The secondary lances should be enough against nineteen fighters, but clearly Ness wasn’t willing to take the chance.
Weapons fire flashed across the stars again and Kyle clenched his fists so hard, he suspected he was drawing blood, counting seconds as his people charged to their deaths.
They might make it work. Even if Alstairs’ gamble failed, Wills might manage to save them all. All nineteen fighters survived the heavy lances, dancing around the Terran weapons with the deadly skill of survivors.
And then a massive explosion of Cherenkov radiation blasted out of the space behind Twenty-Third Fleet. A million kilometers behind the Terrans, it wasn’t as close as he knew Alstairs had aimed…

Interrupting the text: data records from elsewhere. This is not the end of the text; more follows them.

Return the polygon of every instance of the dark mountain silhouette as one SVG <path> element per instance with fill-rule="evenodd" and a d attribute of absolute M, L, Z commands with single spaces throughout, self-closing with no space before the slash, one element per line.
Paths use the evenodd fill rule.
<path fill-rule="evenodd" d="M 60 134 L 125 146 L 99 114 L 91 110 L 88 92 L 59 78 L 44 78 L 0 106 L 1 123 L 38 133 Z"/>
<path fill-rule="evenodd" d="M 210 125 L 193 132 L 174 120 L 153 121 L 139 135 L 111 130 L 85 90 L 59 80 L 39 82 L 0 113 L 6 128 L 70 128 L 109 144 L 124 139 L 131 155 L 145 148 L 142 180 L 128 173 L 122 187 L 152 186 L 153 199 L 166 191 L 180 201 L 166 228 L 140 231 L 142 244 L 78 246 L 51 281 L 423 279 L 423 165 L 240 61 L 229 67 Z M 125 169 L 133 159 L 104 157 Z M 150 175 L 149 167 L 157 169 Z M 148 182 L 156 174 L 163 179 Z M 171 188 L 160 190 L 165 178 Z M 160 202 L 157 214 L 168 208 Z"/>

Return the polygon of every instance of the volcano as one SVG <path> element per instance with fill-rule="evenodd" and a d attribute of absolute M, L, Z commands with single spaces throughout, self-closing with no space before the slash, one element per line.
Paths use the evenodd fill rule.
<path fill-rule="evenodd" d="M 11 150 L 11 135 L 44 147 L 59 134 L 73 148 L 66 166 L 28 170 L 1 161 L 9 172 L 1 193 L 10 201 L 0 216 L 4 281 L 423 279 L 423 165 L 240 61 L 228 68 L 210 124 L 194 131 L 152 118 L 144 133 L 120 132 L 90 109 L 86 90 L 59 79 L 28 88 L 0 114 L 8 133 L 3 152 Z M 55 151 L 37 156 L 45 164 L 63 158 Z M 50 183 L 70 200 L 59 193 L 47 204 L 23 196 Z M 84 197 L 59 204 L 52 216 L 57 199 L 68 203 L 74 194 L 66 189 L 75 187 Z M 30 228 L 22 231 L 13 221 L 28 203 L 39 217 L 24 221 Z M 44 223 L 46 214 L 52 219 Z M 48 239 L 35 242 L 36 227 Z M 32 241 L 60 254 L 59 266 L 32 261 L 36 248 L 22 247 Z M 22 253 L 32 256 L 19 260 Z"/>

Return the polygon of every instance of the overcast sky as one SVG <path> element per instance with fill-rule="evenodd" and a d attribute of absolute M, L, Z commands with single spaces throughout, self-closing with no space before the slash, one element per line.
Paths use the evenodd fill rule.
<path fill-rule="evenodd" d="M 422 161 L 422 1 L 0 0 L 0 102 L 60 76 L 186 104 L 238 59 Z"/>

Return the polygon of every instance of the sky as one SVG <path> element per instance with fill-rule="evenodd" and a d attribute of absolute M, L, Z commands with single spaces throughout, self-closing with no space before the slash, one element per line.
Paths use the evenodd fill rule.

But it was close enough. Zheng He’s immense positron lances might be weaker than those aboard the Hercules, but they were more powerful than anything else in the Terran fleet—and they hit the Hercules-class battlecruiser first.
Even before the blast of bright blue radiation had faded, the Commonwealth battlecruiser had come apart under the Trade Factor battleship’s pounding. The Saint, Vice Admiral Ness’s presumed flagship, survived only seconds more as Clawhammer swung into range of her weaker but still powerful heavy lances.